France to bar radical Muslims from conference

France will bar radical Muslim preachers from entering the country to participate in an Islamic conference next month as part of a crackdown after shootings by an al Qaeda-inspired gunman, president Nicolas Sarkozy said.

Sarkozy, who has announced plans to punish those viewing Islamist websites and going abroad for indoctrination, said he would block the entry of some imams invited to a congress organised by the Union of French Islamic Organisations.

The union, one of three Muslim federations in France, is regarded as close to Egypt’s Islamist Muslim Brotherhood.

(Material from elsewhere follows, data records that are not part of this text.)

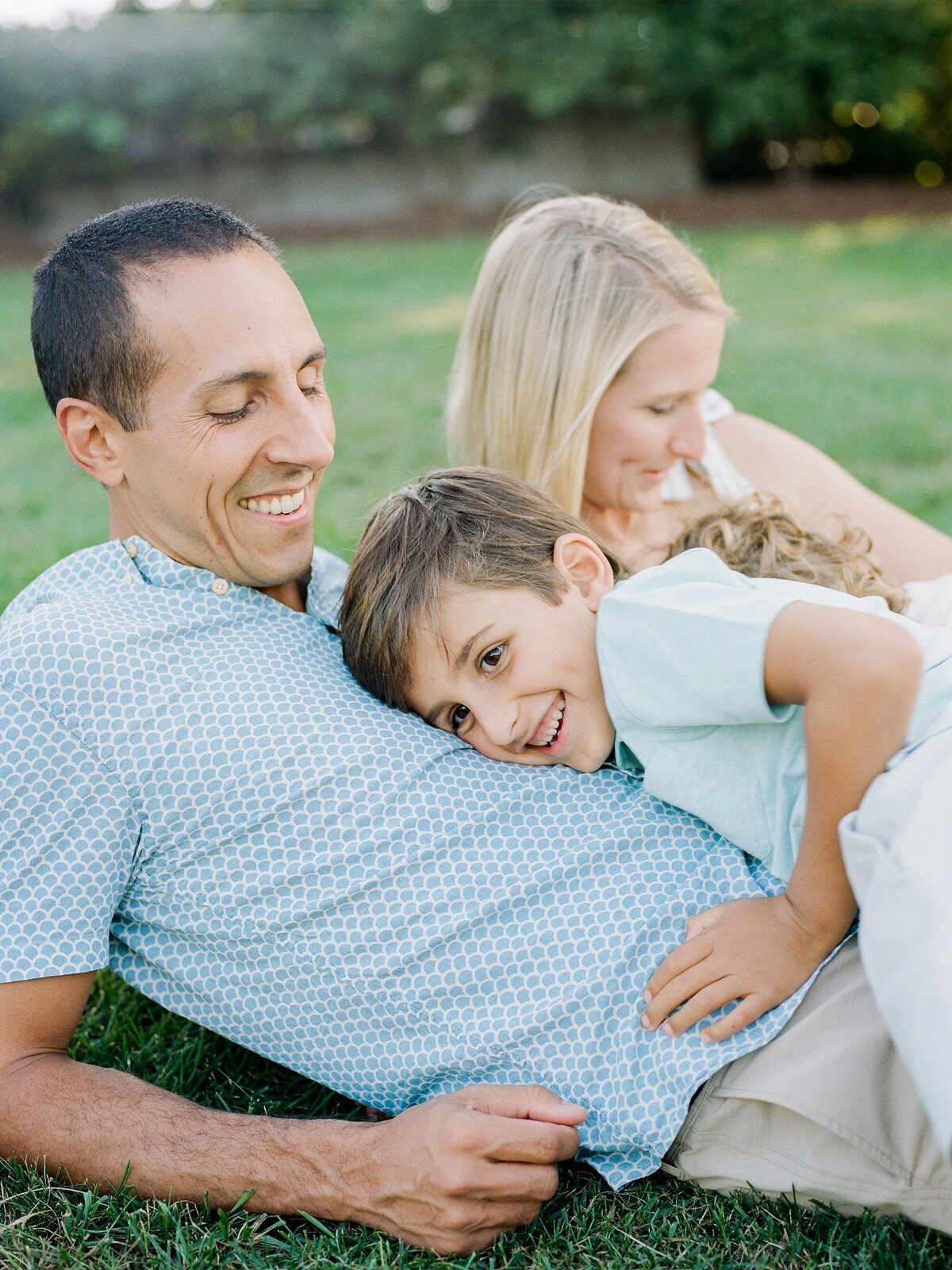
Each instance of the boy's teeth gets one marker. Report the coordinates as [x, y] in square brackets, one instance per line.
[550, 733]
[283, 505]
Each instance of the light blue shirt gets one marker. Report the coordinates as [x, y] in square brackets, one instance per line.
[194, 792]
[681, 649]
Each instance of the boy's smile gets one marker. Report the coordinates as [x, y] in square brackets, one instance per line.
[516, 676]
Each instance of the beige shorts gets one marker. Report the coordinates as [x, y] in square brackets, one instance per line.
[824, 1113]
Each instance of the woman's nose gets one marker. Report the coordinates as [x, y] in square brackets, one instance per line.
[689, 439]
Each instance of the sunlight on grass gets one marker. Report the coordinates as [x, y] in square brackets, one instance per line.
[441, 315]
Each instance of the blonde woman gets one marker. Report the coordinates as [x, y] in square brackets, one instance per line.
[585, 366]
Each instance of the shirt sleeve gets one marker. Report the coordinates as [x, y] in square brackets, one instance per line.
[67, 842]
[683, 644]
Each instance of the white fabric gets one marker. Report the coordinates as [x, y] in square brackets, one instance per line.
[715, 467]
[898, 851]
[931, 601]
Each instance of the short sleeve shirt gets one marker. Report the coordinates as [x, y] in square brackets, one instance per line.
[681, 649]
[196, 792]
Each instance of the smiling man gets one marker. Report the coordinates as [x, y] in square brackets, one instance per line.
[196, 792]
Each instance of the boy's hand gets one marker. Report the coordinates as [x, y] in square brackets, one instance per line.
[759, 950]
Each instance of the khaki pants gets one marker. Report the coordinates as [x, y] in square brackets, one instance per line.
[825, 1111]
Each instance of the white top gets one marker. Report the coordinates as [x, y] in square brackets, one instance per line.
[715, 467]
[681, 650]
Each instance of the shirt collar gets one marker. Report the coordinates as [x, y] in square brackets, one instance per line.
[159, 570]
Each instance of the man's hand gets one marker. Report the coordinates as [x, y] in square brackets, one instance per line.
[759, 950]
[455, 1172]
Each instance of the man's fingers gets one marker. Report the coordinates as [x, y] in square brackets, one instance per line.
[701, 1005]
[532, 1143]
[747, 1012]
[678, 991]
[522, 1103]
[682, 959]
[501, 1183]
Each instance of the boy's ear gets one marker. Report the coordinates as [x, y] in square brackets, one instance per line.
[93, 439]
[584, 566]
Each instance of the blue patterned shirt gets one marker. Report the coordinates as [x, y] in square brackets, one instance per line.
[194, 792]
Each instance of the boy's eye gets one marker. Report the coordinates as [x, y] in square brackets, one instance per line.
[457, 716]
[492, 658]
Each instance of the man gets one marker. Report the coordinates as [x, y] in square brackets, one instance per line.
[196, 792]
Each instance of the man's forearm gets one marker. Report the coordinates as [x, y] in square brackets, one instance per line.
[95, 1124]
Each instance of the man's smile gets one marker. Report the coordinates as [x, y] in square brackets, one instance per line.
[281, 505]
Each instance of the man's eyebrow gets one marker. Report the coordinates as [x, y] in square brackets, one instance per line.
[224, 382]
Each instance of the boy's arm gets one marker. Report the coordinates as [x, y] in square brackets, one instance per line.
[451, 1174]
[857, 677]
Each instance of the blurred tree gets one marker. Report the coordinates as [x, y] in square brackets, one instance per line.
[865, 84]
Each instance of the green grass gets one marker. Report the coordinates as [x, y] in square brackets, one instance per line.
[844, 337]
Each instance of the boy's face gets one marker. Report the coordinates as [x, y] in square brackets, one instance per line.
[516, 676]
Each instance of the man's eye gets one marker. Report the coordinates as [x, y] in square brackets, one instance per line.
[457, 718]
[492, 658]
[232, 416]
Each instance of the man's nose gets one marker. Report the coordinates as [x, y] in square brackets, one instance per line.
[689, 439]
[302, 432]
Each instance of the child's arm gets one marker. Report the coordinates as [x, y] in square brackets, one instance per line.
[857, 677]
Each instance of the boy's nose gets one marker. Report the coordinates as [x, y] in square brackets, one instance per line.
[499, 722]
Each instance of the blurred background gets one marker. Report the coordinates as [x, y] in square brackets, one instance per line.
[334, 116]
[801, 145]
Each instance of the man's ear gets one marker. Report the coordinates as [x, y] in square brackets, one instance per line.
[93, 439]
[584, 566]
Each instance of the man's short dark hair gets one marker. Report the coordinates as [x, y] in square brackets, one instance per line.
[88, 340]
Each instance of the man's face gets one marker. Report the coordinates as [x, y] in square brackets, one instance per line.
[225, 471]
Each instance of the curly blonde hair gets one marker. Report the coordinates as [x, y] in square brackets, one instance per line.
[759, 538]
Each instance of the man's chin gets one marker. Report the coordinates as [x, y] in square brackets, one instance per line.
[268, 573]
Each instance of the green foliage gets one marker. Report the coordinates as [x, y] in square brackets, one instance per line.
[276, 76]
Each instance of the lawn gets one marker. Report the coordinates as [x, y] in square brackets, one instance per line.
[843, 337]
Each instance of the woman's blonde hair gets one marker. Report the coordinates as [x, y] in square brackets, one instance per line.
[568, 291]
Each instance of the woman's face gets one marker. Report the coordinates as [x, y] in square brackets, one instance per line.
[651, 416]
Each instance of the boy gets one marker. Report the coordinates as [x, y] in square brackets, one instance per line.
[765, 706]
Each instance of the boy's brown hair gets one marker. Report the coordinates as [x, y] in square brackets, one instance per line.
[480, 528]
[461, 526]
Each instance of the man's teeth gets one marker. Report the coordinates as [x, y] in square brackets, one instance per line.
[549, 735]
[283, 505]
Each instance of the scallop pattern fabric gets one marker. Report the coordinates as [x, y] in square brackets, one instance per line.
[196, 792]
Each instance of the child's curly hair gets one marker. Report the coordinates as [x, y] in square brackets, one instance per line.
[759, 538]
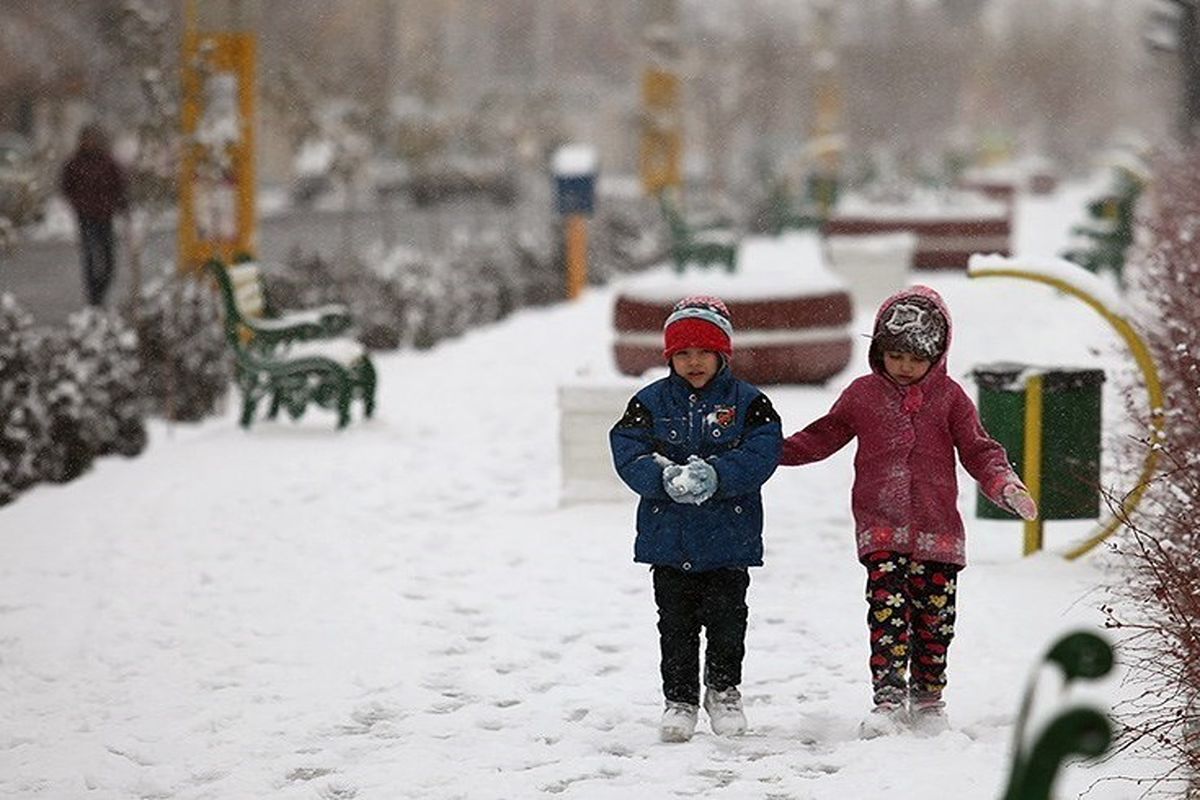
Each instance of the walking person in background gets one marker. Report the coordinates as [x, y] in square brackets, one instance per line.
[95, 186]
[697, 445]
[910, 417]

“I have clearly indicated that there are certain people who have been invited to this congress who are not welcome on French soil,” Sarkozy said.

He cited Sheikh Yusuf al-Qaradawi, an Egyptian cleric based in Qatar who is one of the most prominent Sunni Muslim clerics in the world and a household name in the Middle East due to his regular appearances on Al Jazeera.

A former member of the Muslim Brotherhood, Qaradawi is independent of the group but remains close to it. Sarkozy said the situation was complicated because the imam holds a diplomatic passport and does not require a visa to enter France.

“I indicated to the Emir of Qatar himself that this person was not welcome on the territory of the French republic,” Sarkozy said. “He will not come.”

Qaradawi was denied a visa to visit Britain in 2008 on grounds of seeking to “justify acts of terrorist violence or disburse views that could foster inter-community violence”, a Home Office spokeswoman said at the time.

Sarkozy, campaigning for re-election, has rebutted criticism by opposition politicians that the security services blundered in allowing 23-year-old Mohammed Merah, a petty criminal known to have visited Afghanistan twice, shoot dead seven people in a 10-day rampage in south-west France.

The killing spree by Merah, who shot dead three Jewish children and four adults before he was killed by police commandos at the end of a 30-hour siege on Thursday, has pushed security to the top of the political agenda.